Diante do palácio da Senhoria, que com as suas paredes severas e ° seu alto campanário dominava as casas em redor e impunha a imagem intransigente da fé, Fiora encontrou a sua amiga Chiara Albizzi, uma rapariga encantadora da sua idade, que conhecia desde sempre e Para quem não tinha segredos... talvez porque a jovem Chiara era quase tão morena como ela e olhava para as coisas e para as pessoas com o mesmo olhar curioso e agudo. Tal como Fiora, Chiara, filha da nobreza, era escoltada por uma governanta e dois criados armados. Quando o vinho corria, os maus encontros eram sempre possíveis.

De braço dado, as duas jovens afastaram-se ligeiramente das suas escoltas benevolentes. Léonarde gostava imenso da companhia da gorda Colomba, a ama-de-leite de Chiara, que era, sem dúvida, a maior mexeriqueira de Florença e que transportava consigo, geralmente, um saco cheio de novidades, das quais a sua filha de leite era, naturalmente, a grande beneficiária.

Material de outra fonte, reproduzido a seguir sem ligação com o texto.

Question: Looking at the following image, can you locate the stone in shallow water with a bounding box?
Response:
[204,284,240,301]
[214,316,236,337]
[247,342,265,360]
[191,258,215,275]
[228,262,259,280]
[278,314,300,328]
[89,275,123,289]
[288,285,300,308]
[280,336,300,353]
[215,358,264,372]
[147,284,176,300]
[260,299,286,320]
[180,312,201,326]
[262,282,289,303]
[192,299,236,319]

Pensava que não querias vir? perguntou Chiara. O que é que te fez mudar de ideia?

O meu pai. Ele gosta que eu apareça ao pé dele na giostra. Até me ofereceu uma jóia para a circunstância.

Parabéns! Mas ele tem razão: estás soberba! declarou a jovem Albizzi, inspeccionando com olhos conhecedores a sinfonia de brocados e veludos cinzentos-claros, da cor exacta dos olhos da sua amiga e o sapiente edifício de tranças acetinadas de ouro e pérolas, que tinha exigido a Léonarde uma boa hora de esforços:

Tu também estás soberba disse Fiora, reconhecida e, aliás, sincera. Pareces uma aurora. Estás toda cor-de-rosa!

Sobretudo, tenho o ar de alguém que se vai divertir, ao passo que tu pareces decidida a sofrer. Não consegues tirar Giuliano de Médices da cabeça?

Chhhh! E não é a minha cabeça que sofre, é o meu coração. Não podemos nada contra os batimentos do coração suspirou Fiora, tão tragicamente que a sua amiga desatou a rir.

Espero bem que venhas a ter outros desses batimentos de coração e que não queiras passar a vida a suspirar por um rapaz que só tem olhos para outra. Abandona Giuliano aos seus amores ideais... ou então, tem paciência!

Que queres dizer?

O que toda a gente sabe: os amores dos irmãos Médicis não duram muito. Além disso, Marco Vespucci começa a segregar uma certa acidez. Um marido ciumento é embaraçoso. Devias saber isso, tu: o vosso palácio é vizinho do dos Vespucci. Em vez de esperares, farias melhor se olhasses em redor: Luca Tornabuoni é mais belo do que Giuliano e está louco por ti. Aliás... fale-se no diabo...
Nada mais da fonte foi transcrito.